4.1 Detecting Missingness
Missingness detection lays the foundation for effective data analysis. Detecting missingness is not as simple as it looks like. Unless there is a clear detection goal or some evidence that reveals something is missing (e.g., data value), detecting missingness is fundamentally attempting to address an unknown unknown problem [matta2018making]. This brings a deeper question: how can we help users know which types of data-centric missingness (e.g., missing data attributes, missing data relationships, or missing data selections in the usage) exist? This is essential as it sets the detection goal. If users were not clear about this, it would be hard for them to further explore and work on detection methods. Also, a sensemaking process can have multiple types of data-centric missingness. For example, a vulnerable system with an interrupted network connection and an incautiously designed logging mechanism can lead to missing both data values and attributes. For such cases, detecting missingness is even challenging. The framework presented in this work may help to clarify the detection goals.
4.2 Visualizing Missingness
The design of missingness-oriented visualizations remains an under-explored direction. Prior work has investigated visual encodings for missing values [song2018s, fernstad2019definitionofmissingness, fernstad2014visualanalyticsofmissingdata] and missing links [zhao2019missbin]. However, the design space of visualizing missingness can be broader, especially considering that there are different categories of data-centric missingness and they may need different visual encodings. As studied in [song2018s], even for the same type of missingness, different visual encodings can be designed, which further impacts user-perceived data quality. How to formalize the design space of missingness visualizations still needs further explorations. Furthermore, considering the evaluation of missingness visualization, how and if possible can we measure the expressiveness of visual encodings for data-centric missingness? It enables comparing different designs for visualizing missingness, which can be helpful to support making design decisions. The perceptual-perspective discussed in our framework may help to derive usable measures.

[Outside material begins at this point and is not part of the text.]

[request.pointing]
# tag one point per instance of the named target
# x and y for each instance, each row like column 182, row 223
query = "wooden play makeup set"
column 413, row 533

4.3 Discovering Insights from Missingness
Studying possible insights that users gain from missingness in sensemaking is a highly sought-after research challenge. Missingness can be considered as a type of “data” [song2018s] from which users can gain useful insights. This turns missingness from being considered as dirty [kim2003taxonomy] to usable. For example, in an intelligence analysis, a missing link between two key suspects may drive the subsequent analysis towards an investigation of any possible connections between them. While this is a simple example, it shows that missingness can be used in a sensemaking process. The insights derived from missingness may depend on an application domain and different types of data-centric missingness may bring different insights. Moreover, insights discovered from missingness, if possible, via using visual analytics, may enlarge the set of characteristics of visualization insight [north2006toward]. This may further broaden our understanding of evaluating visualizations by considering the value of missingness.
In summary, we present a framework that provides a systematic view of missingness in visual analytics. We hope this work can draw attention to future studies on visual sensemaking with missingness.